Die Bemerkungen der alten Dame erschienen mir durchaus treffend, und ich machte den Vorschlag, nicht länger über die Erzählung Tolstois, die wir nicht lesen konnten, zu trauern, sondern die Skizze Uspenskijs vorzunehmen. Mein Vorschlag wurde angenommen, und die von Uspenskij geäußerten Gedanken fanden allgemeine Zustimmung. Nun rückte ein jeder mit Erinnerungen und Vergleichen heraus.

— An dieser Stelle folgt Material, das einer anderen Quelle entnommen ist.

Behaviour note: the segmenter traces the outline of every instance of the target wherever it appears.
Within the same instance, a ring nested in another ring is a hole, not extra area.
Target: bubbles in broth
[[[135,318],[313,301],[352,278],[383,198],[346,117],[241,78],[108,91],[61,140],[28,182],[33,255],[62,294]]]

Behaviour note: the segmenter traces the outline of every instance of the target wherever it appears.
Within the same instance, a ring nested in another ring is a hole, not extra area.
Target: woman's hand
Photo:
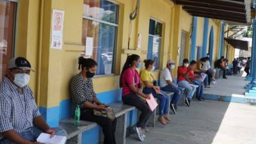
[[[154,89],[160,90],[160,87],[158,86],[153,86]]]
[[[145,97],[144,97],[146,99],[150,99],[150,95],[145,95]]]

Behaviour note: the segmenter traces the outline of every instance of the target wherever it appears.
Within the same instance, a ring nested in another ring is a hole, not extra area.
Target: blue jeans
[[[152,93],[154,97],[159,100],[160,104],[159,109],[160,116],[163,116],[164,115],[168,114],[170,101],[170,97],[166,96],[165,95],[157,93],[154,88],[144,88],[143,92],[145,94]]]
[[[174,93],[173,97],[172,97],[171,100],[171,103],[175,105],[177,104],[177,103],[178,103],[179,100],[181,98],[181,95],[182,95],[183,93],[183,90],[182,88],[176,88],[169,84],[165,86],[164,87],[161,88],[161,90]]]
[[[56,128],[54,129],[56,131],[56,136],[67,136],[67,134],[66,131],[62,129],[61,128]],[[20,134],[24,138],[31,141],[36,141],[36,138],[38,138],[39,135],[43,132],[39,129],[33,127],[29,131],[22,132]],[[3,138],[0,140],[0,144],[15,144],[13,142],[10,141],[10,140]]]
[[[201,99],[204,94],[204,84],[201,81],[196,79],[192,80],[192,82],[194,83],[195,85],[198,86],[198,87],[196,88],[196,98]]]
[[[204,79],[204,86],[208,86],[208,85],[209,85],[209,83],[208,83],[208,81],[209,81],[209,77],[208,77],[208,75],[206,75],[206,77],[205,77],[205,78]]]
[[[178,86],[179,87],[184,88],[186,90],[186,97],[189,100],[192,99],[193,95],[194,95],[194,93],[196,92],[196,87],[190,86],[189,83],[186,80],[178,82]]]

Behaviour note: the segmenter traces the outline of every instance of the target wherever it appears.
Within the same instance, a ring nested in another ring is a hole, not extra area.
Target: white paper
[[[54,136],[51,138],[51,134],[41,133],[36,141],[45,144],[65,144],[67,141],[66,136]]]
[[[86,41],[85,44],[85,56],[92,56],[93,50],[93,38],[86,37]]]
[[[51,47],[61,49],[63,45],[64,11],[52,10]]]
[[[193,87],[196,87],[196,88],[198,88],[198,85],[192,84],[189,84],[189,86],[193,86]]]
[[[139,33],[139,35],[138,35],[137,47],[140,49],[141,47],[141,39],[142,39],[142,35],[141,33]]]

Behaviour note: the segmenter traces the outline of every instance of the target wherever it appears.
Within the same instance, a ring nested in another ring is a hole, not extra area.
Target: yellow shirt
[[[148,81],[148,83],[152,83],[154,82],[153,73],[147,70],[143,70],[140,74],[140,79],[142,81]],[[143,88],[146,87],[144,83],[143,83]]]

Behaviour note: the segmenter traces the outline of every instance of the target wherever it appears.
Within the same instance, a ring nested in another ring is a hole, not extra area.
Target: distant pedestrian
[[[250,65],[251,65],[251,58],[248,57],[244,68],[244,72],[246,72],[246,76],[248,76],[250,75]]]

Unter den Anwesenden gab es einige, die den jüngst verstorbenen dicken General Rostislaw Faddejew gekannt hatten; man erzählte sich, wie ungewöhnlich interessant dieser Mann trotz seines gewöhnlichen, plumpen und wenig versprechenden Äußeren gewesen war. Wie er selbst im Alter die Aufmerksamkeit der klügsten und nettesten Damen zu fesseln vermochte und die blühendsten jungen Gecken aus dem Felde zu schlagen wußte.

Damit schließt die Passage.